Aubertin giunge alla monocromia sulla scorta dell’esempio di Klein, che le mostre tra Milano e Parigi e Düsseldorf hanno reso, nel 1957, il paradigma del nuovo artistico, scavando la faglia definitiva nei confronti di ogni informalismo possibile. Il monocromo di Klein, non è affermazione fisica ma idtestoentificazione di una sorta di trascendenza metafisica del colore, alla ricerca dell’ “indéfinissable” di cui scriveva l’amato Delacroix.
La concezione dell'achrome da parte di Piero Manzoni è, ciò è ben noto, successiva alle postulazioni di Klein, ma se ne differenzia all'origine in modo netto sul piano dell’elaborazione concettuale. Tanto Klein punta a una sorta di purezza immateriale, altrettanto Manzoni è attratto da una cruda e snudata materiologia del quadro, dalla configurazione di una presenza che si oggettiva, come una cosa tra le cose.

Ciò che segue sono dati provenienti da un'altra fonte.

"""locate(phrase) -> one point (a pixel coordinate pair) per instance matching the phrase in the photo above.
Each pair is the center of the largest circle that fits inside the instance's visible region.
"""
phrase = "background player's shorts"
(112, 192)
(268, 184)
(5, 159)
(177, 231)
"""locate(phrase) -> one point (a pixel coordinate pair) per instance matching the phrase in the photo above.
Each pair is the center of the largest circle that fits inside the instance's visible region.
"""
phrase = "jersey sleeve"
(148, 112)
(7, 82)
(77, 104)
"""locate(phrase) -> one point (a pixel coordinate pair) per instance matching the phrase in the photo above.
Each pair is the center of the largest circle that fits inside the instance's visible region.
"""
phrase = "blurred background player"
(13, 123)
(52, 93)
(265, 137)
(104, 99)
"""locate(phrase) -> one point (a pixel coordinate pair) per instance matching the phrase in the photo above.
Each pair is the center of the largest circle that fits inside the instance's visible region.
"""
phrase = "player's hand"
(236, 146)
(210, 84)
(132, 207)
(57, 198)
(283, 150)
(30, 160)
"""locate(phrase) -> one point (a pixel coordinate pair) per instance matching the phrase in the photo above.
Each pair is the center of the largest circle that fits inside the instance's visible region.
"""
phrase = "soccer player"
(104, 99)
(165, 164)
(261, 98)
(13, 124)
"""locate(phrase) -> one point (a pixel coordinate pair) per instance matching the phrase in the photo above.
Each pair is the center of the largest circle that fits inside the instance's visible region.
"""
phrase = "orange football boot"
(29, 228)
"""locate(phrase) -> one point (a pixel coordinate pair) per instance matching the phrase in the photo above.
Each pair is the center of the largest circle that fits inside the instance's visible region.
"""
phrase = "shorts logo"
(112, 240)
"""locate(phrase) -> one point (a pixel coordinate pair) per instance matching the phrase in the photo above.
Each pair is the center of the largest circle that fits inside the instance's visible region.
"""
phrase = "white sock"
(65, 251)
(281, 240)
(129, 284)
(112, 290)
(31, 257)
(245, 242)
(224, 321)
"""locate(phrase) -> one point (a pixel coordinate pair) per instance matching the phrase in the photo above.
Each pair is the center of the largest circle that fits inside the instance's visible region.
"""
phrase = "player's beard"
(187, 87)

Klein, Manzoni, Aubertin sono esponenti lucidi di quell’azzeramento fabrile e di quella distillazione concettuale dell’idea di colore, e dell’essere dell’opera, che ne fa una pura, nitida, flagrante “presenza modificante” in seno all’esperienza del vedere, del vivere l’esperienza artistica.
Dopo quel primissimo e brevissimo momento, lo scorcio finale del decennio Cinquanta, anche la monocromia si fa genere, per qualcuno modalità tecnica, per qualcun altro vague da cavalcare a diverso titolo. Ma quell’assoluto non viene più raggiunto da alcuno. È, davvero, un momento di fondazione.